Ainda segundo Leila Costa, 70% das crianças da Escola Higino Belo são negras e vivem em comunidades periféricas em vulnerabilidade. "É uma vulnerabilidade muito grande e a gente precisa que a escola trabalhe a identidade, a inclusão da criança. A escola precisa ser construtora de conhecimento sócio e cultural. É uma questão muito profunda e a gente precisa estar muito atento. É o nosso trabalho e obrigação enquanto educador".

Para ela, é de grande valia inserir nas atividades escolares ações que desconstroem imagens, que tenham possibilidades de reafirmar identidades e referências positivas. "A escola precisa ser dinâmica e acolhedora. E que ela desconstrua tudo que é enraizado na gente. A gente sabe que é difícil, mas é possível", destacou a assistente social.

 

Brincadeiras que mudam realidades

Isa Cajé, professora há quatro anos da rede municipal e coordenadora pedagógica do CMEI Silvânio Barbosa, localizado no Benedito Bentes, é outra servidora que tem o Letramento Racial Crítico como força motriz para mudar realidades. Ela contou que já se questionava sobre algumas questões referentes à temática afro-brasileira nas escolas e se mobilizava em pesquisas, estudos e vivências.

“Uma questão sempre me mobilizou: a construção e o fortalecimento da identidade étnico-racial das crianças pequenas e bem pequenas.

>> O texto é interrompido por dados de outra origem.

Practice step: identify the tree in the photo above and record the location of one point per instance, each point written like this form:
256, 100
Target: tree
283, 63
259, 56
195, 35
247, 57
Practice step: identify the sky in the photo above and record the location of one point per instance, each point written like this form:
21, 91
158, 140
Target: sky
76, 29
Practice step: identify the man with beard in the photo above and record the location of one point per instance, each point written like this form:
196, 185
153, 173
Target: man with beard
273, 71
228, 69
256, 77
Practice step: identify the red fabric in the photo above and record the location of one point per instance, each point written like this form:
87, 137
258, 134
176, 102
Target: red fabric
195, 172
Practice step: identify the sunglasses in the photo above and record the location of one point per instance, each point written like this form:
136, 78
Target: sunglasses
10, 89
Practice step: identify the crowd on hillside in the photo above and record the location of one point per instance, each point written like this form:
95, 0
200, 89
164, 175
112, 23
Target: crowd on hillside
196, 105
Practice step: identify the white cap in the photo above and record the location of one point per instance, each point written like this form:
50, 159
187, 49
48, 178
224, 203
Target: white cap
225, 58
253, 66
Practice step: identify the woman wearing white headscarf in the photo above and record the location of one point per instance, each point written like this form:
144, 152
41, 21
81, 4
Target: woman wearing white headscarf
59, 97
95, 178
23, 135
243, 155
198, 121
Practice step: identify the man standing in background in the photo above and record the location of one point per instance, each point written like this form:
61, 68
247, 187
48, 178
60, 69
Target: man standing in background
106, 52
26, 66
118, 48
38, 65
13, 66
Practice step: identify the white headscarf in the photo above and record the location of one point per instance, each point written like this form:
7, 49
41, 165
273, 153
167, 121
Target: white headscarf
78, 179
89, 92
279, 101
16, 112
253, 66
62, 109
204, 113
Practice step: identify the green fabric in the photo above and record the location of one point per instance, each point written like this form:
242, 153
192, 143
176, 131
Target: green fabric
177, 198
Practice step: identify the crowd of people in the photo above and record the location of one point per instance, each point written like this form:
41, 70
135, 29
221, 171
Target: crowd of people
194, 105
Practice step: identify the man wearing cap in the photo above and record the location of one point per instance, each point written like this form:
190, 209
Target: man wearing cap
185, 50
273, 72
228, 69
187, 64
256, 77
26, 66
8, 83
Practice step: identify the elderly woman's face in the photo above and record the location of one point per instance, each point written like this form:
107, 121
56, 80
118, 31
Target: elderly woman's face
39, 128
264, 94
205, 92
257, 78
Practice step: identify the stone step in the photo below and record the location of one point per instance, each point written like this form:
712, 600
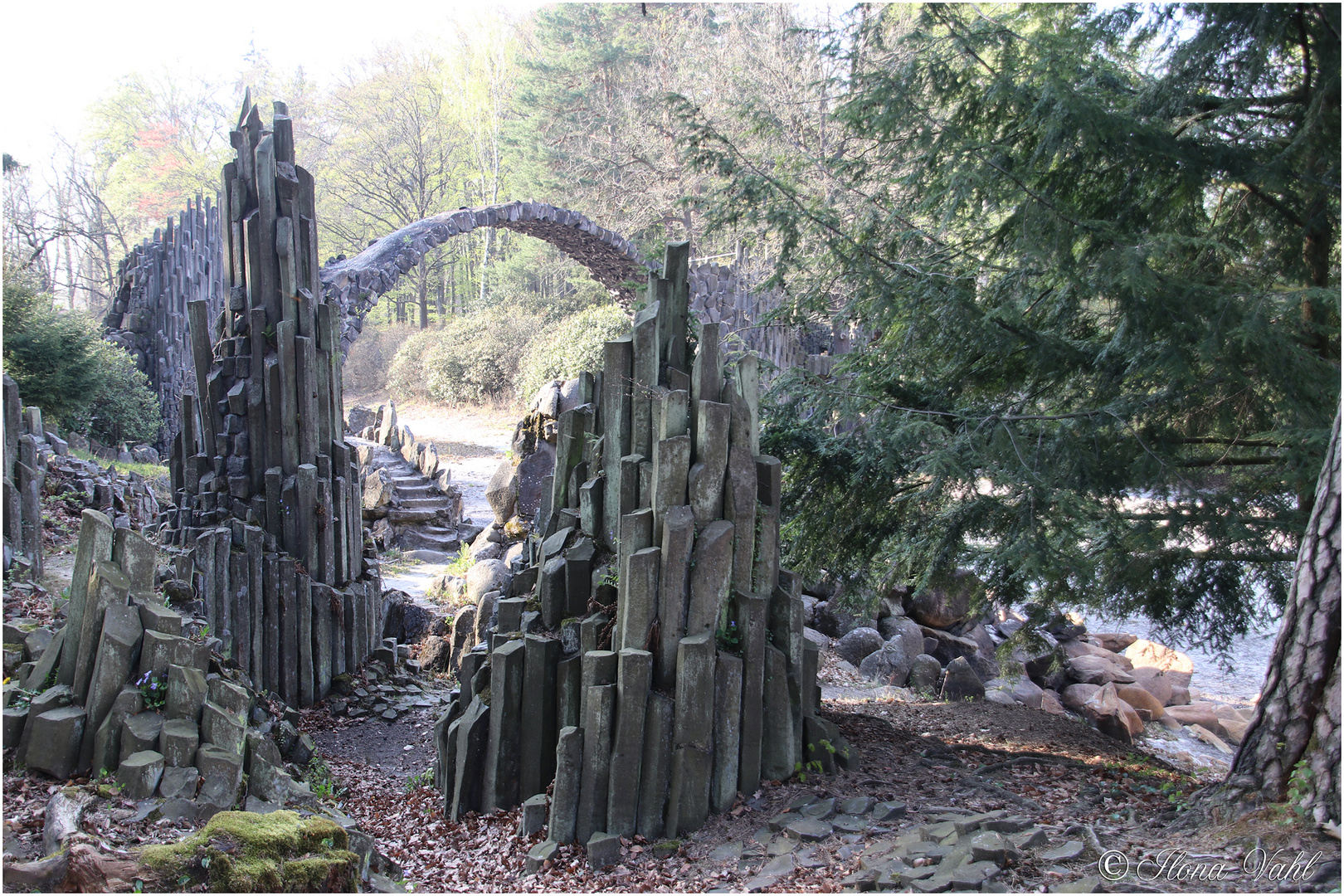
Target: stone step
418, 539
425, 504
402, 516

Como esse processo acontece mediado pelas influências externas na reprodução interpretativa da cultura das infâncias. Que referenciais as crianças carregam de si e do outro? E quem é esse outro? Pensamos em como podemos atuar combatendo o racismo nessa criação de referenciais positivos, e como a gente resgata a história de uma forma palpável”, relatou.

A professora realiza diversas atividades que fazem com que as crianças do maternal 2B, do CMEI, se empoderem e se identifiquem com o que elas são, sem disfarces ou máscaras. Confecção de bonecas e bonecos pretos, leitura de livros com temática afro e indígena, como “As Tranças de Bintou”, “Meu Crespo é de Rainha” e o “Salão de Jaqueline”, construção de autorretratos com gizes de cera em variados tons de pele, gramaturas de papel e texturas diferentes, espelhos, fotografias das crianças do grupo, confecção de turbantes, apresentações de Coco de Roda, Capoeira, Guerreiro, são algumas das ações e brincadeiras aplicadas na unidade.

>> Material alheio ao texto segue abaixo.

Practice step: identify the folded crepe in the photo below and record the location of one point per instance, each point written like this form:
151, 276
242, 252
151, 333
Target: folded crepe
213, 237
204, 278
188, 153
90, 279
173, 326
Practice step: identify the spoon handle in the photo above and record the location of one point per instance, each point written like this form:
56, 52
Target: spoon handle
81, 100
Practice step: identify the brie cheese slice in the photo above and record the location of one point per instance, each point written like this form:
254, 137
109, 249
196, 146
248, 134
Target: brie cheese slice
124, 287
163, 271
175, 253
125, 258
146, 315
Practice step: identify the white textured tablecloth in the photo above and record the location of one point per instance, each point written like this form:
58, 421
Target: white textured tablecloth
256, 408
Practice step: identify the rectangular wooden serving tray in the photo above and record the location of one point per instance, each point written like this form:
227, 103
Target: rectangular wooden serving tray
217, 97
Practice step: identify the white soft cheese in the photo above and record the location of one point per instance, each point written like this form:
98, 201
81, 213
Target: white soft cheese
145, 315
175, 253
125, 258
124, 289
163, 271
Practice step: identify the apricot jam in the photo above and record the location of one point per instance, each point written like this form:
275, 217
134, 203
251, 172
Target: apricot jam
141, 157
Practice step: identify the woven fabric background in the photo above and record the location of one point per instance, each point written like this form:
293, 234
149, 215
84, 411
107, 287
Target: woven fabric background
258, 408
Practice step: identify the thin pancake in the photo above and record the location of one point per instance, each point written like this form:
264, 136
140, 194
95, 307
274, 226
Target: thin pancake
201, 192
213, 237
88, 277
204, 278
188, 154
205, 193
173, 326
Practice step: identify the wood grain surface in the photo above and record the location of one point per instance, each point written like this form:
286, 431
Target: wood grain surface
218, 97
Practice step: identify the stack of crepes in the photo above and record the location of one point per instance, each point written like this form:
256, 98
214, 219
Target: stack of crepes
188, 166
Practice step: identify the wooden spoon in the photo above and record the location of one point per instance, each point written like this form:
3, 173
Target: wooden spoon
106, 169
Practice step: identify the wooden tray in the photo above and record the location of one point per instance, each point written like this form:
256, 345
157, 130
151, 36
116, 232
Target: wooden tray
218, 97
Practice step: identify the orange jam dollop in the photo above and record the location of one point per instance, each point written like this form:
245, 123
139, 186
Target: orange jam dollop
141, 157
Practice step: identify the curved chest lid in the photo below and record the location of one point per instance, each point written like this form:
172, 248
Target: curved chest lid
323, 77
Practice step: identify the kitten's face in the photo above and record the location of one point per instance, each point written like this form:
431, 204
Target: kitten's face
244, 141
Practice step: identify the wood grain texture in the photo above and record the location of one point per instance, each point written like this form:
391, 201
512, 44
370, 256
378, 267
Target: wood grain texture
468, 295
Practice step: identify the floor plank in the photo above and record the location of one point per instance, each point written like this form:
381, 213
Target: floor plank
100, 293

“É tão importante levar essas questões que após ter acesso a alguns livros, que ficam no contexto de referência, uma criança chamada Clara tentou reproduzir em seu cabelo os birotes [penteados afro femininos em forma de coquinhos]. Outra criança chamada Joaquim, de dois anos, reproduziu uma dança ao ritmo do Coco de Roda. Essas ações acontecem todos os dias".

"O professor não precisa esperar novembro chegar para abordar com as crianças em suas salas a influência que a África tem em nós ou a pluralidade de África. Os países, os povos, as línguas. Não devemos esperar o mês de novembro para destacar toda a influência negra no Brasil”, destacou a professora.

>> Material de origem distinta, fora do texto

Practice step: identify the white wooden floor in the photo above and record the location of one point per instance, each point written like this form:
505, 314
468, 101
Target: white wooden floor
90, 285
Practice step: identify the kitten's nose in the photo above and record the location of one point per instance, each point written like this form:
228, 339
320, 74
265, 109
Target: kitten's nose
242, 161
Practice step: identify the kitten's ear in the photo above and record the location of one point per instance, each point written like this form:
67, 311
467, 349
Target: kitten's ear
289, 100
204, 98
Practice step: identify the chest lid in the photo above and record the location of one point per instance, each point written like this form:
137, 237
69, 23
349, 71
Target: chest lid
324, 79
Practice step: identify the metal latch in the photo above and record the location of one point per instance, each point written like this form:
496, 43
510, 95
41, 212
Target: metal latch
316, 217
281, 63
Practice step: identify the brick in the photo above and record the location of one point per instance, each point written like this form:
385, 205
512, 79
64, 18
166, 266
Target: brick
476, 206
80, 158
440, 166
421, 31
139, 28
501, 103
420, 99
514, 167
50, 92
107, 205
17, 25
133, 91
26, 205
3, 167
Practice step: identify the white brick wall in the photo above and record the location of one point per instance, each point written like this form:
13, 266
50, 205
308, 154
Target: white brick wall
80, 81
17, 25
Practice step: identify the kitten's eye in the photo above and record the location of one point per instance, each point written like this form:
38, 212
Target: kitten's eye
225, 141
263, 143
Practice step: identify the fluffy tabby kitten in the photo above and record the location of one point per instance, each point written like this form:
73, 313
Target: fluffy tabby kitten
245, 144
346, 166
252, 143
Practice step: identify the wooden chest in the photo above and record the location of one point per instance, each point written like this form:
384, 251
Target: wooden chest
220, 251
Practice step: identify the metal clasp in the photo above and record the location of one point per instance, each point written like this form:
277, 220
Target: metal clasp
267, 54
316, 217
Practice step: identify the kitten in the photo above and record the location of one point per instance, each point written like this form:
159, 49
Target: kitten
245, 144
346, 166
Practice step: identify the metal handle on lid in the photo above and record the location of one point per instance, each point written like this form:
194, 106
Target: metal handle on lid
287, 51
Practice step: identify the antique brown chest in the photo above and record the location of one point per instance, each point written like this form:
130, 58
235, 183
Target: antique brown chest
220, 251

Isa também chama a atenção à valorização dessas crianças e estudantes nas unidades escolares e a importância da boa percepção social do professor. “A criança usa muito o corpo para se movimentar. Então se estende. Quando nós pensamos no que compõe a nossa sala, as bonecas e bonecos, existe uma pluralidade étnico-racial, nos cartazes, nos fantoches, nos livros, existe essa pluralidade, não só negra, mas também indígena. Desfiles para valorizar as características de cada criança é importantíssimo, como também valorizá-las todos os dias”.

“Todos devemos refletir também se estamos atentos em quais crianças damos carinho, colo, chamego: se é para todas ou não, se não, vamos avaliar esse processo. É importante que estejamos atentos nas relações entre as crianças e seus pares, entre as crianças e os adultos, tendo sempre o cuidado para não tornar esses referenciais exóticos ou estereotipados. É preciso estudo e trazer para sala de aula referenciais históricos”, enfatizou a educadora.

 

Projeto Ubuntu

Um dos projetos da Educação que tem se destacado na rede municipal é o “Ubuntu”, que tem como objetivo levar para as escolas estratégias que incorporam a literatura e o uso de materiais didáticos nas abordagens sobre a diversidade racial. O lançamento do projeto aconteceu em agosto deste ano, durante a programação da 10ª Bienal Internacional do Livro.